The General Manager of the Bank for International Settlements (BIS) recently spoke about CBDCs, saying that they could be highly beneficial.
The Bank for International Settlements (BIS) published a new document on March 31 offering suggestions on Central Bank Digital Currencies (CBDC). Titled “Central Bank Digital Currencies: Putting a Big Idea into Practice,” it covers various ideas related to the type of asset.
BIS General Manager Agustin Carstens made the remarks during a speech at the Peterson Institute for International Economics (PIIE) in Basel, Switzerland. He begins by noting that banks around the world are deploying resources into CBDC development, citing China and the US.
He also stated that the BIS’ own Innovation Hub is complementing the general interest by working on multiple projects related to CBDCs. On a positive note, he argues that,
“…CBDCs are a technologically advanced representation of central bank money. If well-designed, they could offer a safe, neutral and final means of settlement for the digital economy. “
Among other benefits, he mentioned that CBDCs users are not subject to credit risks and increased efficiency. He stressed that CBDCs are quite different from cryptocurrencies and stablecoins, which have no connection to central banks.

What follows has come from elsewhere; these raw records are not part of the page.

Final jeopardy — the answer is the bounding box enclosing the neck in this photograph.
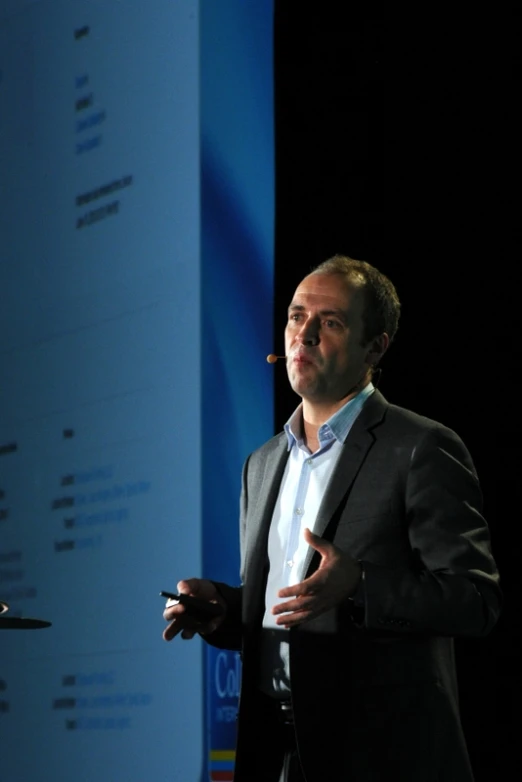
[300,393,354,452]
[302,380,370,429]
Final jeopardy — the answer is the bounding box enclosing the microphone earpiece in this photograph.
[266,354,286,363]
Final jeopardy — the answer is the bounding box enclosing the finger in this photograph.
[272,594,313,615]
[163,621,183,641]
[163,604,187,622]
[277,581,310,598]
[278,574,318,600]
[274,607,312,627]
[177,578,200,595]
[277,584,306,600]
[272,599,294,615]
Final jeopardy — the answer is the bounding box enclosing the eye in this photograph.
[324,319,341,329]
[289,312,303,323]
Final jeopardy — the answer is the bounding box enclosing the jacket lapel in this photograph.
[302,389,388,577]
[242,434,289,585]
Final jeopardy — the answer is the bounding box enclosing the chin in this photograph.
[292,381,319,399]
[289,378,307,395]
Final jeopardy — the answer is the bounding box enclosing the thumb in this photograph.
[304,527,328,552]
[177,578,207,597]
[304,528,337,570]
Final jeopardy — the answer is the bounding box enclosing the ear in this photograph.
[365,332,390,367]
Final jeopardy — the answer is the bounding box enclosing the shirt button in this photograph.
[295,508,304,516]
[306,458,313,465]
[286,560,293,567]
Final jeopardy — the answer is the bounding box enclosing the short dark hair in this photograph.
[311,254,401,345]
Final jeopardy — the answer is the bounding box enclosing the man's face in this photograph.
[284,273,371,406]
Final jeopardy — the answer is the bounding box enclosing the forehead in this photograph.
[289,273,364,314]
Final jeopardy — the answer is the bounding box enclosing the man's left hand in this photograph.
[272,527,361,627]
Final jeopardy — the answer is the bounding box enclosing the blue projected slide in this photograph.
[0,1,274,781]
[200,2,274,779]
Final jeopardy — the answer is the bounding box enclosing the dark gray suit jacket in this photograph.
[207,390,501,781]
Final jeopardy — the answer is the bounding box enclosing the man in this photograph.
[163,255,501,781]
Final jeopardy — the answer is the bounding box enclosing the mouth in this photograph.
[292,352,314,365]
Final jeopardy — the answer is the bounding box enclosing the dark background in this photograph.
[273,5,520,778]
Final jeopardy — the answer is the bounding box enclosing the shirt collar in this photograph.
[284,382,375,451]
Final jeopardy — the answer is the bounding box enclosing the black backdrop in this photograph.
[273,5,520,779]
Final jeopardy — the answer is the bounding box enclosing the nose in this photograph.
[296,317,320,346]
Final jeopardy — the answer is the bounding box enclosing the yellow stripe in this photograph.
[209,750,236,761]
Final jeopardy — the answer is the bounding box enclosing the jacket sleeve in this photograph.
[200,455,252,651]
[201,581,243,651]
[358,424,502,636]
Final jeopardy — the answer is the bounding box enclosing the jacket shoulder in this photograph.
[248,431,287,462]
[367,390,463,441]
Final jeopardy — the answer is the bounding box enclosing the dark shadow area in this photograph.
[273,6,521,778]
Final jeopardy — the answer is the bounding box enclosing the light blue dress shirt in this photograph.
[258,382,375,698]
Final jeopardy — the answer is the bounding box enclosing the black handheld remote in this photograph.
[160,591,224,622]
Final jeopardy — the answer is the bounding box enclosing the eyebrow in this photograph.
[288,304,348,322]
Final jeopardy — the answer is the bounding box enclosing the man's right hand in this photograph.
[162,578,226,641]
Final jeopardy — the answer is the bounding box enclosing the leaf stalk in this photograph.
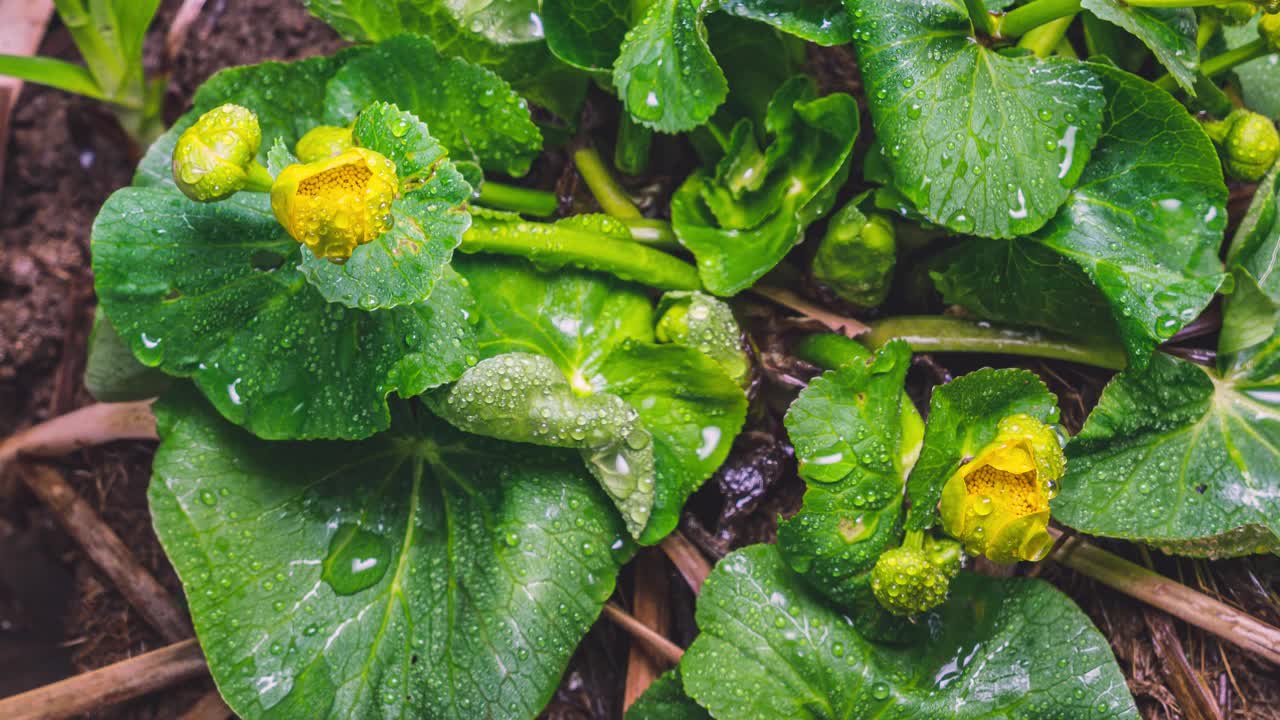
[475,181,558,217]
[863,316,1128,370]
[573,145,643,219]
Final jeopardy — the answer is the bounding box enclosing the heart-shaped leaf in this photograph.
[718,0,852,45]
[299,103,472,311]
[849,0,1105,238]
[613,0,727,133]
[1081,1,1198,94]
[324,34,543,176]
[1033,63,1228,367]
[680,544,1139,719]
[149,387,632,719]
[1056,346,1280,557]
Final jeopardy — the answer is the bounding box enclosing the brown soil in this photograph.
[0,2,1277,720]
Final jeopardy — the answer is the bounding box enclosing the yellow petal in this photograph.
[271,147,399,262]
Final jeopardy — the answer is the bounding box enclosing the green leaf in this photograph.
[906,368,1059,532]
[149,386,631,720]
[1221,161,1280,355]
[430,352,657,539]
[0,54,106,99]
[542,0,631,71]
[454,256,746,544]
[1081,1,1199,94]
[931,238,1123,346]
[672,77,858,296]
[680,544,1139,720]
[849,0,1105,238]
[778,341,922,618]
[704,13,804,134]
[717,0,852,45]
[1056,348,1280,556]
[656,291,750,386]
[1224,19,1280,119]
[84,308,172,402]
[1033,63,1228,368]
[323,34,543,177]
[627,670,711,720]
[91,187,477,440]
[297,103,472,311]
[613,0,727,133]
[304,0,588,121]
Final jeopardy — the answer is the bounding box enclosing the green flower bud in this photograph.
[870,532,962,616]
[295,125,355,163]
[655,293,750,386]
[812,197,896,308]
[939,414,1065,565]
[271,148,400,263]
[1262,12,1280,52]
[1205,109,1280,182]
[172,104,266,202]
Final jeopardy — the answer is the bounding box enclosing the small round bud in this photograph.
[295,125,355,163]
[271,148,400,262]
[870,534,962,617]
[812,198,896,308]
[1261,12,1280,53]
[1220,110,1280,182]
[172,104,263,202]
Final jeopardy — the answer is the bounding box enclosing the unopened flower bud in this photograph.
[172,104,266,202]
[295,125,355,162]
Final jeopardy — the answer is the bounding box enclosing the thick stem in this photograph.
[864,316,1128,370]
[460,216,702,290]
[1155,38,1271,92]
[573,145,642,219]
[793,332,872,369]
[1018,14,1076,57]
[964,0,997,35]
[475,181,558,217]
[620,217,682,251]
[1049,528,1280,665]
[995,0,1082,39]
[244,161,273,193]
[615,113,653,177]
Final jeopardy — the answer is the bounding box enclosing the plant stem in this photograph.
[793,333,872,369]
[751,285,871,338]
[475,181,558,217]
[620,217,682,251]
[864,316,1128,370]
[573,145,643,219]
[994,0,1082,40]
[1018,14,1076,57]
[245,162,273,193]
[1155,38,1271,93]
[964,0,997,35]
[615,113,653,177]
[460,215,702,291]
[1049,528,1280,665]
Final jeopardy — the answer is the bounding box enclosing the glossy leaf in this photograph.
[1081,1,1199,94]
[849,0,1105,238]
[1223,20,1280,119]
[627,670,710,720]
[680,544,1139,720]
[84,308,172,402]
[704,13,803,133]
[906,369,1059,532]
[613,0,727,133]
[298,103,472,311]
[149,387,631,719]
[1056,348,1280,556]
[717,0,852,45]
[324,34,542,176]
[931,238,1123,345]
[542,0,631,70]
[1034,63,1228,367]
[778,341,922,618]
[1221,160,1280,355]
[656,291,749,386]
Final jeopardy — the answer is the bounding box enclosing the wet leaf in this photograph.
[1081,1,1199,94]
[680,544,1138,720]
[1223,19,1280,119]
[849,0,1105,238]
[717,0,852,45]
[542,0,631,71]
[1056,347,1280,557]
[1221,160,1280,355]
[627,670,710,720]
[84,308,172,402]
[149,386,631,719]
[656,291,750,386]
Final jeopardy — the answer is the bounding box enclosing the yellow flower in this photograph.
[939,414,1064,564]
[172,104,270,202]
[271,147,399,262]
[295,125,355,162]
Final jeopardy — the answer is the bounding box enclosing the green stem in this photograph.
[964,0,997,35]
[1155,38,1270,93]
[994,0,1082,39]
[620,218,683,251]
[1018,15,1076,57]
[863,316,1127,370]
[614,114,653,177]
[476,182,558,217]
[573,146,642,219]
[460,216,701,291]
[793,333,872,369]
[244,162,273,193]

Asking for caution and rationale in implementation, Carstens believes that international cooperation is necessary in order for CBDCs to reach their full potential. To that end, he says that,
“Globally coordinated CBDC design efforts and mCBDC arrangements will also offer a worthy alternative to privately issued stablecoins or cryptocurrencies which are not coordinated internationally with societal objectives in mind.”
The last point will draw some criticism from crypto-proponents, but it is not a new argument. It is interesting, however, that banks are rapidly changing their tack on the technology and its innovative potential.
The CBDC Era Looks Close
The BIS is an international organization that serves as a “bank for central banks” around the world. It previously made headlines in August 2020 for its research on CBDCs. Back then, it noted that blockchain tech could replace current systems.
The proof appears to be in the pudding as several countries are well into CBDC research and development. This includes China, which is leading the pack, having already run several successful pilot programs.
The Bank of Japan is also preparing to run a few experiments in Spring 2021. In addition to these, Australia, France, and Sweden are also joining the game. Perhaps most significantly of all, the EU is looking into launching a digital euro, though it may take a few years.